MASS KILLINGS: ENGAGE COMMUNITY, MULTINATIONAL APPROACH TO CONFLICT, GROUP URGES FG

Press Release

PRESIDENT MOHAMMADU BUHARI has been urged to personally lead the peace resolution efforts based on bilateral and multinational approach to end needless killings and armed violence in many parts of the country. If the violence continues unchecked, Nigeria may slip into a killing field where the government and security agencies will become helpless.

The National Working Group on Peace and Conflict Prevention, an initiative of the Journalists for Democratic Rights, (JODER) after its meeting at the weekend in Lagos said reports of violence and mind-boggling incidences of killings of people including children, the aged and the physically challenged have been grossly underreported owing to lack of access to the media and official censorship.

The meeting was attended by 30 representatives of ethnic, religious and community-based groups spread across the country.

The Working Group in a release after the national meeting said verifiable evidence from contacts in troubled communities indicate that an average of 100 people are killed every week in the Middle Belt hotspots. It said the government appears not to have an effective economic road map apart from expenditure on sophisticated arms and ammunition.

The report was signed by Mr Akinwale Kasali, Mallam Sulaiman Sanusi and Mr Digifa Noel Werinipre. The group said following the 18-month nation-wide peace building programme with the support of the Ford Foundation, it was able to attain an important status to receive prompt and adequate reports on the killings and wanton destruction of lives which assume dangerous proportion daily.

In April, the working group facilitated a meeting of representatives of community-based groups in the South and Middle belt attended by about 120 representatives.

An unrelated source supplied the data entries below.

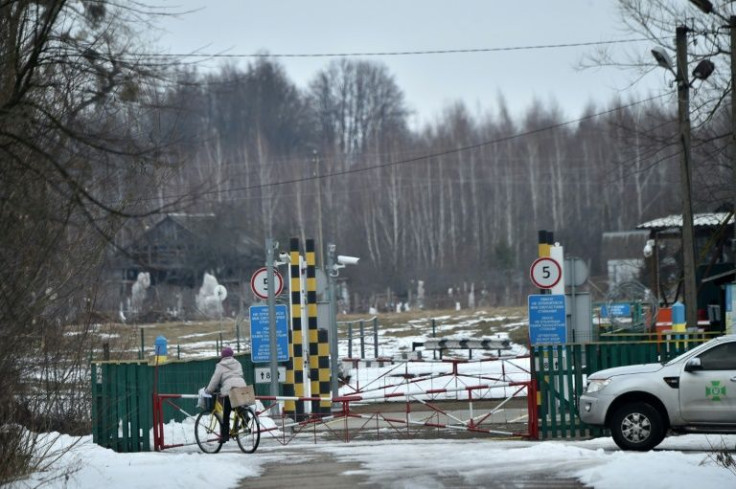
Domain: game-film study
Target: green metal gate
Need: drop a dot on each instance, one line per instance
(560, 372)
(122, 397)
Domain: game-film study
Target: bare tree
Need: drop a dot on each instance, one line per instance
(73, 146)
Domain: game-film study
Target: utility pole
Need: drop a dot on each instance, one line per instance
(332, 273)
(318, 180)
(688, 248)
(732, 27)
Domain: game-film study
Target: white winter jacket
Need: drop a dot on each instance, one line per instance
(228, 374)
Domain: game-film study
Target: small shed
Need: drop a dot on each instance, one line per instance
(167, 263)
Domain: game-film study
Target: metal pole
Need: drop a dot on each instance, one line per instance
(732, 25)
(272, 339)
(688, 249)
(375, 337)
(318, 180)
(332, 332)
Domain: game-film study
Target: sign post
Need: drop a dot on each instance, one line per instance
(259, 283)
(260, 334)
(545, 272)
(547, 319)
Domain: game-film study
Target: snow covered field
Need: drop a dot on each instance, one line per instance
(679, 462)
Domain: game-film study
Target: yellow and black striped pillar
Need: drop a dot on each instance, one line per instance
(318, 347)
(295, 366)
(544, 243)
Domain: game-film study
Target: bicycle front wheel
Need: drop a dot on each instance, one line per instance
(207, 432)
(248, 432)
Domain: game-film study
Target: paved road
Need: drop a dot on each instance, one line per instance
(308, 467)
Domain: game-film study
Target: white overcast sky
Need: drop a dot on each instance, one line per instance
(429, 82)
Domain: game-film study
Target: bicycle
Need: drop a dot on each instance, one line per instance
(244, 428)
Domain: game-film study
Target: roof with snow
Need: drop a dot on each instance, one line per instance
(708, 219)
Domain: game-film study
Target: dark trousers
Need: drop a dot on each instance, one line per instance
(226, 409)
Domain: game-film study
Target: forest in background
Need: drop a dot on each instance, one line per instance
(100, 137)
(455, 203)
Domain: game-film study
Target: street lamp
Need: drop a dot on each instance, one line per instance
(707, 7)
(702, 71)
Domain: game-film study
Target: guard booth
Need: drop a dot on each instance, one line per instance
(123, 397)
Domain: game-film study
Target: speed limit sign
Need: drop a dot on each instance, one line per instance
(545, 272)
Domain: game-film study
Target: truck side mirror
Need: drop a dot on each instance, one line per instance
(693, 364)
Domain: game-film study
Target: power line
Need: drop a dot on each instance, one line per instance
(416, 159)
(398, 53)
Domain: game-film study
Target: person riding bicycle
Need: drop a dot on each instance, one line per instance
(228, 374)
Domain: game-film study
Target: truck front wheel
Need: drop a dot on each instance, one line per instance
(637, 426)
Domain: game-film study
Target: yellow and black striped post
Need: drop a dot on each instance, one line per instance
(544, 243)
(318, 347)
(295, 366)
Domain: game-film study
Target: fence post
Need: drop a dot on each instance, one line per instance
(350, 340)
(375, 337)
(362, 340)
(140, 353)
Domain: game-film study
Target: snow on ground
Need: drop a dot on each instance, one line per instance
(681, 462)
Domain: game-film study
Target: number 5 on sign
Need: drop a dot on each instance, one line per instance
(545, 272)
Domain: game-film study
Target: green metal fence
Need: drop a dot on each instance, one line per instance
(122, 397)
(560, 371)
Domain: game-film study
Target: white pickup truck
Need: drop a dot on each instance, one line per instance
(695, 392)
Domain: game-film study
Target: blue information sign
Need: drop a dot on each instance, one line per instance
(259, 334)
(547, 319)
(616, 310)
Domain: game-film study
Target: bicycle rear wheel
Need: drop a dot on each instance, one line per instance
(248, 429)
(207, 432)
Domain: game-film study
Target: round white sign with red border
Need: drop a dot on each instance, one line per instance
(259, 283)
(545, 272)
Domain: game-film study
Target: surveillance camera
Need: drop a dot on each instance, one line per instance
(649, 248)
(347, 260)
(663, 59)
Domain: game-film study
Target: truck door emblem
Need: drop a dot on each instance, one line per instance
(715, 390)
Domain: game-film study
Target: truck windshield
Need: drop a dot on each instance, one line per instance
(694, 351)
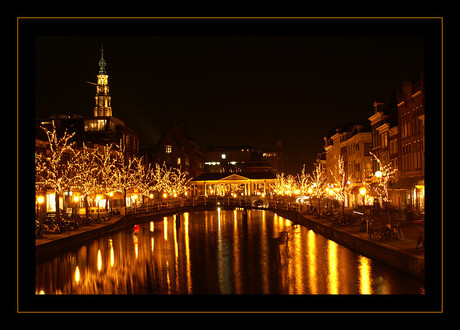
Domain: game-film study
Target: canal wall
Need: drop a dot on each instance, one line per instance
(74, 239)
(397, 258)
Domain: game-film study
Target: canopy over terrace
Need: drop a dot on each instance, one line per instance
(233, 184)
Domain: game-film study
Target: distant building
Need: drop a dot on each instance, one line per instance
(244, 158)
(410, 189)
(233, 185)
(101, 129)
(353, 143)
(98, 130)
(177, 149)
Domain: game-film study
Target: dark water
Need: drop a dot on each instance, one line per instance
(216, 252)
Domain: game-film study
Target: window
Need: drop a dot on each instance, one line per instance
(95, 124)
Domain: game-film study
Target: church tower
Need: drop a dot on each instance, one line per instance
(102, 108)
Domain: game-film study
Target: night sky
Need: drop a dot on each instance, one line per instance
(233, 82)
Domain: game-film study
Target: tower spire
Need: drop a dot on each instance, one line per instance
(102, 62)
(103, 99)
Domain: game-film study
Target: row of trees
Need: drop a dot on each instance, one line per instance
(101, 170)
(315, 184)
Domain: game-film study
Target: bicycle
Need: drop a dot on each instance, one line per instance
(421, 240)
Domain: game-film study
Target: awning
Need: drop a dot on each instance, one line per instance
(408, 183)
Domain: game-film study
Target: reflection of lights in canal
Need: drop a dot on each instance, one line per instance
(217, 252)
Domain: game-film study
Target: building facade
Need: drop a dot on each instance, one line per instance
(410, 188)
(94, 131)
(177, 149)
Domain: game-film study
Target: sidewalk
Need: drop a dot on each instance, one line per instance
(410, 229)
(53, 237)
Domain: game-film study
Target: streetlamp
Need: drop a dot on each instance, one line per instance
(98, 198)
(75, 199)
(362, 192)
(40, 200)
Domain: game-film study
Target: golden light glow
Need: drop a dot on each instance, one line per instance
(111, 253)
(165, 228)
(365, 279)
(77, 275)
(311, 256)
(99, 260)
(333, 276)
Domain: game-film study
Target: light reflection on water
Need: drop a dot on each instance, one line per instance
(217, 252)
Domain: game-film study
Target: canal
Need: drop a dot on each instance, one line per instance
(218, 252)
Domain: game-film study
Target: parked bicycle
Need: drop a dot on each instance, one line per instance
(421, 240)
(389, 232)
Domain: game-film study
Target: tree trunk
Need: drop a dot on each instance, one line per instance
(86, 206)
(56, 203)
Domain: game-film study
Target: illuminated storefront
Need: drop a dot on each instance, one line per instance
(233, 184)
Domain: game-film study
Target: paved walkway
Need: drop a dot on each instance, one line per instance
(52, 237)
(410, 229)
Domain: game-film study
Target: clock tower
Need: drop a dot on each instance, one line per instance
(102, 108)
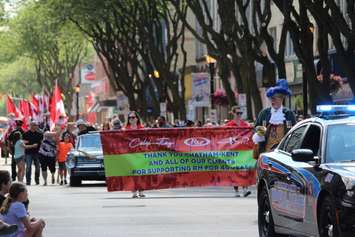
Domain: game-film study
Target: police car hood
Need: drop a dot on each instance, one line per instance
(94, 152)
(345, 169)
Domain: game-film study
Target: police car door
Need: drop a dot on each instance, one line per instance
(287, 186)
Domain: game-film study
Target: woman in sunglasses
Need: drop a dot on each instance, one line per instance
(237, 121)
(134, 122)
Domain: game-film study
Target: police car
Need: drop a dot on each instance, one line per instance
(306, 186)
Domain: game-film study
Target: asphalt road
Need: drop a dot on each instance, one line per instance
(91, 211)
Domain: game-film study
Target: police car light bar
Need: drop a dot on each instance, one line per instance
(335, 108)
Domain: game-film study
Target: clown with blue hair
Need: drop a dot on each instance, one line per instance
(276, 120)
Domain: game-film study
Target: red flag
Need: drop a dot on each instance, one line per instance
(11, 107)
(57, 106)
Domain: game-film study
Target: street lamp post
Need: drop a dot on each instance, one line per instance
(77, 91)
(211, 65)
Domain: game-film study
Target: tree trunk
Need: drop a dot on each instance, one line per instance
(224, 73)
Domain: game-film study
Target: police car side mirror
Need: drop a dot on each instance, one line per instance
(302, 155)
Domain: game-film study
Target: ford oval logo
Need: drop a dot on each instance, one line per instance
(197, 141)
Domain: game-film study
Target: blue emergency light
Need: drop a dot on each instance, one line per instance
(336, 109)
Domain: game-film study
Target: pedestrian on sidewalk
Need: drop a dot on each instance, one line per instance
(134, 122)
(63, 149)
(48, 153)
(237, 121)
(19, 154)
(11, 143)
(33, 137)
(5, 183)
(14, 212)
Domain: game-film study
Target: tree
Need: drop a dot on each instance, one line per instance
(55, 46)
(236, 42)
(128, 36)
(18, 78)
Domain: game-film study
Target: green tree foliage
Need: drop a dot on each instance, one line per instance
(53, 46)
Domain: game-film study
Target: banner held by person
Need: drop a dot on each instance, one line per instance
(170, 158)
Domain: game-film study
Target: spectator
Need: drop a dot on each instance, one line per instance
(237, 121)
(106, 126)
(161, 122)
(198, 124)
(5, 183)
(33, 137)
(116, 124)
(63, 149)
(134, 122)
(19, 154)
(70, 132)
(11, 143)
(83, 127)
(47, 152)
(189, 124)
(14, 212)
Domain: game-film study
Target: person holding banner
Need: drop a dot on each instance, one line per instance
(134, 122)
(237, 121)
(277, 119)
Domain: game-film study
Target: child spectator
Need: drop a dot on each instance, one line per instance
(19, 154)
(63, 148)
(48, 152)
(14, 213)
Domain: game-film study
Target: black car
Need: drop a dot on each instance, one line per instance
(306, 186)
(86, 162)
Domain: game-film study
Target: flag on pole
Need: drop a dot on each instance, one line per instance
(57, 105)
(11, 107)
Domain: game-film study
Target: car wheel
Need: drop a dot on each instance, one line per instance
(265, 221)
(327, 223)
(74, 181)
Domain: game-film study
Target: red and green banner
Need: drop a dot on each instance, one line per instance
(178, 157)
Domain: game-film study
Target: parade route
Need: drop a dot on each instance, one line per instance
(91, 211)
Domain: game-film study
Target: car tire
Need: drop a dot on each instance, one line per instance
(265, 220)
(327, 219)
(74, 181)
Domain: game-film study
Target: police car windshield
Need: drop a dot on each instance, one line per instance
(89, 142)
(340, 145)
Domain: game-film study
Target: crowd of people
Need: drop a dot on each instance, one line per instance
(47, 150)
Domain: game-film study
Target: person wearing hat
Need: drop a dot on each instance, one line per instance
(277, 119)
(11, 143)
(34, 137)
(116, 124)
(83, 127)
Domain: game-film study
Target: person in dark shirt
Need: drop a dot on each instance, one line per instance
(83, 127)
(32, 136)
(11, 142)
(5, 183)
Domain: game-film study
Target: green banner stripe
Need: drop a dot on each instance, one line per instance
(136, 164)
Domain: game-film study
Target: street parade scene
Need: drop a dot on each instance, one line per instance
(196, 118)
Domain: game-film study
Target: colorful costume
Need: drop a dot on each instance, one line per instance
(278, 121)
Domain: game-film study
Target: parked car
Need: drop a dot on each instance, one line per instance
(85, 161)
(306, 186)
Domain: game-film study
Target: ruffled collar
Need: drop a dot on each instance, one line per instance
(277, 116)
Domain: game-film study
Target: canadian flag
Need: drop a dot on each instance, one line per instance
(57, 106)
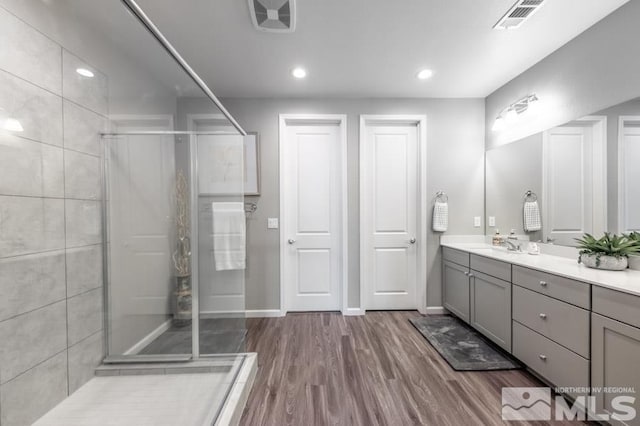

It urged the Presidency and the National Assembly to create a non-military multi-national and bilateral mechanism for the quick resolution of the festering crisis. The working group said the Federal Government urgently needs to engage community and faith-based groups in troubled spots where violence continue to rage especially in the Middle Belt  as part of the steps needed to put an end to incessant killings.

The group said apart from the constructive engagement of local groups, there is the need for a civil multinational mechanism to work out modalities towards bringing the crisis to an end.